Martin Green (10 July 1932 – 4 February 2015) was an English-born writer, editor and publisher.

==Background==
Born in Stockport, Cheshire, England, Green was schooled at A. S. Neill's Summerhill, while his parents fought in the International Brigades during the Spanish Civil War. Green co-founded the literary periodical Nimbus (1951–58) with Tristram Hull and later worked as an editor at MacGibbon & Kee, where he published, alongside Timothy O'Keeffe, books including Nell Dunn's Up the Junction (1963). They went on to form their own publishing house, Martin Brian & O'Keeffe, with the editor Brian Rooney. Here, Green collected and published Patrick Kavanagh, following the suggestion of the painter Patrick Swift and the poet Anthony Cronin. Green also published books by Flann O'Brien, Hugh MacDiarmid, Francis Stuart, Colin MacInnes, Robert Graves, Frank Sargeson, Paul Potts and many other writers.

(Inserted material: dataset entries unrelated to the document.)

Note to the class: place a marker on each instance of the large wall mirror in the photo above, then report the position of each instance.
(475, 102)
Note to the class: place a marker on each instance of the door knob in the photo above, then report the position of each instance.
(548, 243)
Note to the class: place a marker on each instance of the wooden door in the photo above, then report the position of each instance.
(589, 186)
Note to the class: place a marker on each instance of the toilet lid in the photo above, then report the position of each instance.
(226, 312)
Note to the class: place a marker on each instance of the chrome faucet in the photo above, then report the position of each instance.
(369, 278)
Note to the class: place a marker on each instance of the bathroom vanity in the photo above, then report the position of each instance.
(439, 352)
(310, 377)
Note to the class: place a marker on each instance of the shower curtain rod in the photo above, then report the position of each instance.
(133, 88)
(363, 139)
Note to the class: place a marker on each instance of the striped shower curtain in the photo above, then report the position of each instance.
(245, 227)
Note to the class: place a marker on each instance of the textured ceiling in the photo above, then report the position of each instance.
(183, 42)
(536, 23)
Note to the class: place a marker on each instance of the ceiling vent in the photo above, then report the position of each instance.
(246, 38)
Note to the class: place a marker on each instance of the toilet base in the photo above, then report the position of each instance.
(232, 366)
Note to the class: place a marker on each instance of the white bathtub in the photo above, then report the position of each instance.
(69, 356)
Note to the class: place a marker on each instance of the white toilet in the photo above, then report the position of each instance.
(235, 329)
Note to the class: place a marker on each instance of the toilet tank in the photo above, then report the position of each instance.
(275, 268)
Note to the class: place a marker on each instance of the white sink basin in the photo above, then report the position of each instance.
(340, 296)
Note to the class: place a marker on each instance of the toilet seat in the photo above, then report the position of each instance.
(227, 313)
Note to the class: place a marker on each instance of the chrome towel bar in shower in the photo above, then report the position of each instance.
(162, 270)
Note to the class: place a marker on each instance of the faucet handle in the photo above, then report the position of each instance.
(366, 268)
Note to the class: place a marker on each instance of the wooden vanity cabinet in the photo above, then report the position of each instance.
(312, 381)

While living in London with his wife, the artist Fiona Green, Thabo Mbeki and the (then banned) African National Congress held their meetings in their house in Fitzrovia. In 1969, with poet Paul Durcan, Green started the poetry quarterly Two Rivers, which was published from his home at 28 Tottenham Street, London. The title referred to the River Thames of London and the Liffey of Durcan's Dublin, Ireland.

Green published eight books of his own, as well as four plays, and contributions to numerous other publications including The Other Jerome K. Jerome (1984) and Myles Away from Dublin (1985). He had six children and eight grandchildren and lived in Newlyn, Cornwall, with his cat Nefertiti.

Green died on 4 February 2015 in St Austell, Cornwall, at the age of 82.